If you like her otherwise, I'd tread gently. Your overall satisfaction (and your mother's) is primary. Still, the caregiver needs to know that what she did could be risky.
Carol
If she were paralyzed or had severe dementia, it would be different. With severe dementia, I would be afraid of wandering or other confused behavior. But for other elders I would not be so worried.
If the sitter is there 24 hours, when is she to have any time to go to the store except to take your mother with her? Sometimes you need things besides groceries. Is there some way that the sitter can have a little respite during the day? Maybe she could call you and plan a little break during the day for herself?
This is definitely something to discuss with the sitter. But don't be annoyed, be concerned that she works too many hours and this was the only or best way to handle a quick trip to the store. Maybe she just got a candy bar or something small that fit in her purse.
I'm glad that nothing bad happened and you are right to be concerned that something could have. Mild dementia is probably ok to do so, but there will come that day when it's not ok.

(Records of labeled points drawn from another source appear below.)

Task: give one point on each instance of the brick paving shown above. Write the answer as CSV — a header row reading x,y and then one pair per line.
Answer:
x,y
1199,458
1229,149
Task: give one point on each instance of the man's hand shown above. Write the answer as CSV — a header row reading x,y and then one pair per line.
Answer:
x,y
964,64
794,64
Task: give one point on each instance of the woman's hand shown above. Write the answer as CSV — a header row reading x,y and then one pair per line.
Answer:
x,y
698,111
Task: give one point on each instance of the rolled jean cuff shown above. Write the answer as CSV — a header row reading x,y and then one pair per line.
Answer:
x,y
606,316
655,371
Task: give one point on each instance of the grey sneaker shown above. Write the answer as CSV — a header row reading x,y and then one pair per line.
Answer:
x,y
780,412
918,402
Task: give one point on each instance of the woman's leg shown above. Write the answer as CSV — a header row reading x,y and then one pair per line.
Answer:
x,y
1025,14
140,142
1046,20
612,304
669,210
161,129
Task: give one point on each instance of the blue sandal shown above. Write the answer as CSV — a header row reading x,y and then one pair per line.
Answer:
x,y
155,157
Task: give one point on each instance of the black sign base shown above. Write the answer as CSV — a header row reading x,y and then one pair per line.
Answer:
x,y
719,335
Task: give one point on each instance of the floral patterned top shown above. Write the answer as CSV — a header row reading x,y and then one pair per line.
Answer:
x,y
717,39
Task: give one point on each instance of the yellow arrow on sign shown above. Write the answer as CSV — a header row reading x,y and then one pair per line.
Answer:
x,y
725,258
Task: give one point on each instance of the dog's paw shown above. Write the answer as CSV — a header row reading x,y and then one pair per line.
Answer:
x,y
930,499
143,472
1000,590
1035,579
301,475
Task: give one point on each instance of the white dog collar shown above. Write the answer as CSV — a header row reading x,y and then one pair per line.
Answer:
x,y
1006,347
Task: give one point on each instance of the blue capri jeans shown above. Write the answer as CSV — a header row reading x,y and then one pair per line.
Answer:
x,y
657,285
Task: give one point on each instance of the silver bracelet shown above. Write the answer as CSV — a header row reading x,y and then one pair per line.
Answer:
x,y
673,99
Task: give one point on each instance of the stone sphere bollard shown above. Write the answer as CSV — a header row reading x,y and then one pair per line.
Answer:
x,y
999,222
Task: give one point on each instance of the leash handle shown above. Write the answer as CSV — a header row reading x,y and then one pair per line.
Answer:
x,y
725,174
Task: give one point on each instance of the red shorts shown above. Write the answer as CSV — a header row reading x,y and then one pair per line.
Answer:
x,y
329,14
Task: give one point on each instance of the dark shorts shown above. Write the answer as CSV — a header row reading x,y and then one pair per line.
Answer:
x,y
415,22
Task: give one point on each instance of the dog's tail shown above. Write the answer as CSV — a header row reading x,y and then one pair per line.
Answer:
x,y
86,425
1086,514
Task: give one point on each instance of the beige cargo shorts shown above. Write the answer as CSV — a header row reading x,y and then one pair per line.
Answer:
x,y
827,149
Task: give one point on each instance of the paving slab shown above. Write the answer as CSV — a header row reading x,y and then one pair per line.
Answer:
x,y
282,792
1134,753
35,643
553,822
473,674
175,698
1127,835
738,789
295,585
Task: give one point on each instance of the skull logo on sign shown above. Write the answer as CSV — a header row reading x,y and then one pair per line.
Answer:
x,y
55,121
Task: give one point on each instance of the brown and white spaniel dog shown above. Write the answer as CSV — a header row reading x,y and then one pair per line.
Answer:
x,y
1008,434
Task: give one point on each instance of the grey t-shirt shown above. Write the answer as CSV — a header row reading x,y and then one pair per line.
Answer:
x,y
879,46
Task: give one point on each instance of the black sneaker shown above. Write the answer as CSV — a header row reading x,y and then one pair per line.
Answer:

Also in my opinion no caregiver should be expected to work 24 hours more than two or three days in a row without a day off in between.
Thanks for explaining about the sitter and the scheduling. That does make a difference, with you and other family members being there. I do think you should explain to her that you are not comfortable with Mom being left in the car during errands, because she may try to get out and be injured, or well meaning people may call the police, or the weather may be too warm and the car too stuffy. Or any of a bunch of other reasons that there may be. You are the employer and she the employee. She should do what you ask of her, once she knows what that is.
But, this clearly bothers you, so at the very least you should tell this caregiver that you don't want your mother waiting in cars, because of her level of cognitive functioning. Unless Mom's cognition is obviously beyond waiting in a car and it should be apparent to any observant person, I don't think I'd make a big issue out of this incident. Just make sure that rule is in place, for this caregiver and the other ones the agency sends.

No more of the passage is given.